Zuwachs für das Bayerische Genomforschungsnetzwerk

Im Rahmen des Bayerischen Genomforschungsnetzwerks (BayGene) konnten sich nach einer weiteren Ausschreibungsrunde vier neue Nachwuchsgruppen für eine Förderung durch das Bayerische Staatsministerium für Wissenschaft, Forschung und Kunst qualifizieren. Dies teilte Wissenschaftsminister Thomas Goppel am Mittwoch in München mit.

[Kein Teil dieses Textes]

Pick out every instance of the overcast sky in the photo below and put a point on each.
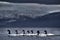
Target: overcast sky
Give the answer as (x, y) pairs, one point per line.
(35, 1)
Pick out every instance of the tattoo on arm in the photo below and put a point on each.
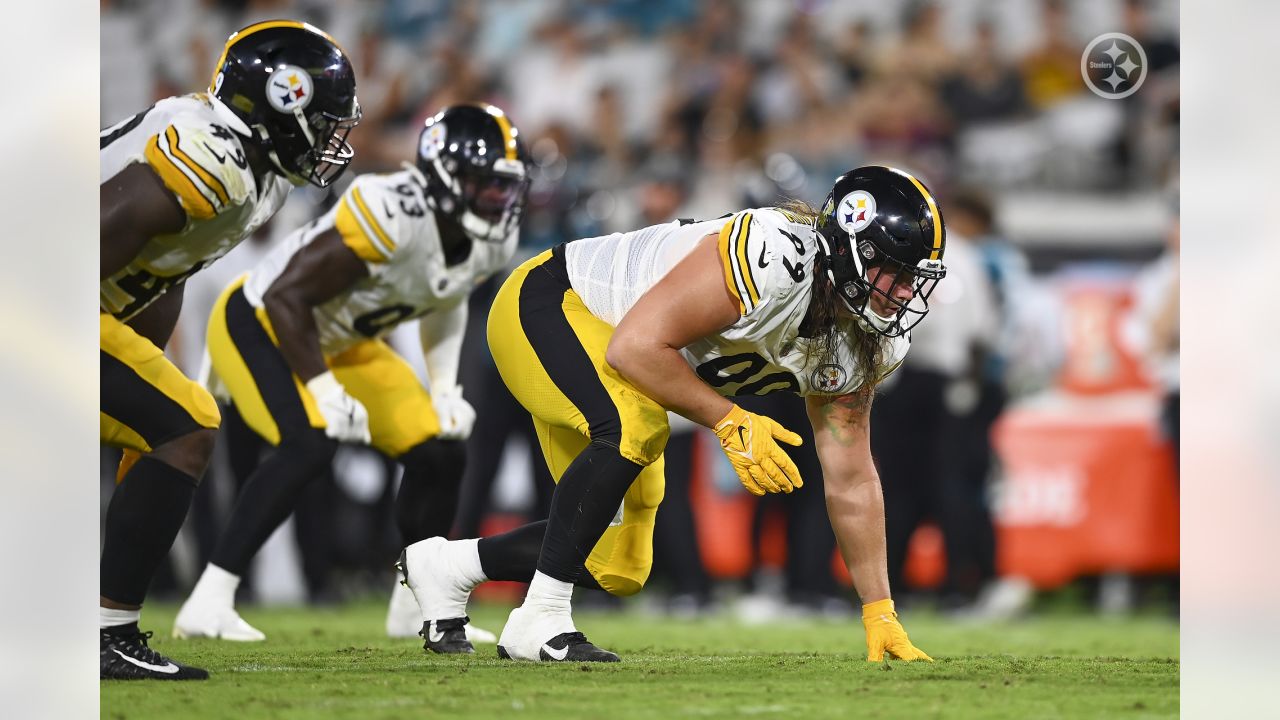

15.11.2006 Bayern Pressemeldung Bayerisches Staatsministerium für Wissenschaft und Kunst

"Die vier ausgewählten Projektleiter stellten sich erfolgreich den hohen Ansprüchen eines internationalen Gutachtergremiums", so der Minister. Die Forschungsbereiche von BayGene werden damit durch vier neue Schwerpunkte erweitert:

  • Universität Würzburg: Aufklärung der molekularen Grundlage von Fehlbildungen der Blutgefäße und Wissenstransfer in die ärztliche Praxis

 

  • Universität Würzburg: Erforschung von Mechanismen zur Regulation der Zellstruktur (zentrales Molekül ist der neue Antinukleationsfaktor "Spir")

 

  • Universität Regensburg: Gründung einer neuen Bioinformatik-einheit, die molekulare Mechanismen in der Entstehung von Krebserkrankungen ausschließlich am Computer analysiert und neue mathematische und statistische Verfahren für die Klassifikation und Diagnose von Tumoren entwickelt

 

  • Universität Erlangen-Nürnberg: Ausstattung von Mäusen mit einem voll funktionsfähigen humanen Immunsystem, um einen vertieften Einblick in die Funktionsweise des menschlichen Immunsystems zu erhalten und damit immuntherapeutische Behandlungsansätze zu verbessern (Projektstart: Ende dieses Jahres).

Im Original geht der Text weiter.